Explore the 37% Rule for Decision-Making, AI breakthroughs from Databricks, and insights into the shifting US middle class

Quick hack for optimal decision-making ⋆ AI of the week ⋆ The US middle class shrinking

3 fascinating topics this week:
1️⃣ the 37% Rule for Decision-Making,
2️⃣ the latest breakthrough in AI, and
3️⃣ insights into the shifting of the US middle-class

Thing 1 - The 37% Rule for Decision-Making

I haven't heard of this method 'till this week, so I gotta share...

23 min video about number 37 that covers this method as well

It's a bit of a missed opportunity not to make the video 37 min long, but I digress...

Here's the gist

It works for decisions where you get to check out options one at a time and when you decide, you can't change.

Examples:
- picking a spouse (although, yes, you could become a statistic if you want, but that's not the point)
- stopping at the nicest hotel on a road trip

  1. Check out the first 37% of your options to get the lay of the land.
  2. Pick the next option that beats everything you've already seen.

Why 37%?

It's the sweet spot that models of optimal decision-making have blessed us with. If that isn't a great reason...

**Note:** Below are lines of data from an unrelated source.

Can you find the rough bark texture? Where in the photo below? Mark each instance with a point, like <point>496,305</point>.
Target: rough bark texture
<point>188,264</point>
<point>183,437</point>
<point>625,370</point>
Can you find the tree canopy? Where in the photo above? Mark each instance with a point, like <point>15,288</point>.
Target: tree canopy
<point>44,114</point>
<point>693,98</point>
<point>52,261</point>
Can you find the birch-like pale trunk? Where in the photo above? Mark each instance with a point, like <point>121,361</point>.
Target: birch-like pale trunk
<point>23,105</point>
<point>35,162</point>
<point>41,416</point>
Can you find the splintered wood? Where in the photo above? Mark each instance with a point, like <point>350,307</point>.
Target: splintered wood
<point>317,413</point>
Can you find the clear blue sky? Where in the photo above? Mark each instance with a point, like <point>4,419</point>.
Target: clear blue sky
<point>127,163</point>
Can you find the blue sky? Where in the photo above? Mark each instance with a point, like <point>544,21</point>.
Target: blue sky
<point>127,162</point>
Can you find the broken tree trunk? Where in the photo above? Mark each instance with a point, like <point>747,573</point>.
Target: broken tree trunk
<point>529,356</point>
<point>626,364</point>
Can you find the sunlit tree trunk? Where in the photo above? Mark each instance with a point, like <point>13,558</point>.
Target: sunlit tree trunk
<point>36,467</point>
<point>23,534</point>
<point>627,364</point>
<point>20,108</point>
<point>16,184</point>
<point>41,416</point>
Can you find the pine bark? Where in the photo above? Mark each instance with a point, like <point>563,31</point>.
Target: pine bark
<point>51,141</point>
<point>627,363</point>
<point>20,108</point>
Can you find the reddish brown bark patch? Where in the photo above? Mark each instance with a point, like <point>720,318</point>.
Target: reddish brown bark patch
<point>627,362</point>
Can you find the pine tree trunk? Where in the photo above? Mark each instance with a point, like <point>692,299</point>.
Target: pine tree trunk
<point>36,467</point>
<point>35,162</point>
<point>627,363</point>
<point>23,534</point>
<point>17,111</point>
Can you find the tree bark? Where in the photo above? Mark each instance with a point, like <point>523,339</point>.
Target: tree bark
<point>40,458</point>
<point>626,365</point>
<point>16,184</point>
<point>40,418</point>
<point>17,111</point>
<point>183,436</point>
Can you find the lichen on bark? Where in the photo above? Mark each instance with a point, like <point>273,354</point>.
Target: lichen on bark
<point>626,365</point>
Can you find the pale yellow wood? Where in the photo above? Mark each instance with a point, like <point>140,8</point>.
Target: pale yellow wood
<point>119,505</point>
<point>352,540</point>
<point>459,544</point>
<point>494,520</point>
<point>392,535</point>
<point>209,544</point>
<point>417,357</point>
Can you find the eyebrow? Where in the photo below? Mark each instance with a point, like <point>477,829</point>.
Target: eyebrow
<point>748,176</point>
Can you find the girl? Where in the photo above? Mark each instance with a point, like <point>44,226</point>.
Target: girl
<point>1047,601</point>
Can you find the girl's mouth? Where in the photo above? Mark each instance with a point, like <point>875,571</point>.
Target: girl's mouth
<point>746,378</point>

Derek covers the math at length in the video.

Not every choice can be boiled down to logic - sometimes, what feels right matters more than what looks right on paper. So take it as a guideline instead of a rule.

Thing 2 - AI of the week

DBRX outperforms established open source models on language understanding (MMLU), Programming (HumanEval), and Math (GSM8K) - image from Databricks blog
  • Hume introduced the Empathic Voice Interface (EVI), the first conversational AI with emotional intelligence - understands your tone of voice, which adds meaning to every word and uses it to guide its language and speech
  • LLM agents can achieve superhuman performance on fact-checking when they can access Google
  • xAI announced Grok-1.5
  • OpenAI is working on a Voice Engine

Thing 3 - The US middle class is shrinking...

...because they moved to higher income. And low income shrunk too.

I came across some income stats from the U.S., and got interested because guess what?

From 1967 to 2019, more and more households are bringing in the dough, with those earning $100k or more a year jumping from just under 10% to over a third.

Meanwhile, the middle is getting a bit squeezed, not because they're earning less, but because many have climbed into higher earnings.
And the number of folks on the lower end? That shrunk some 30% too.

TL;DR - it looks like Americans are doing better. The green is flowing more, and it's something to cheer about.

Or is the inflation not priced in all the way yet or something?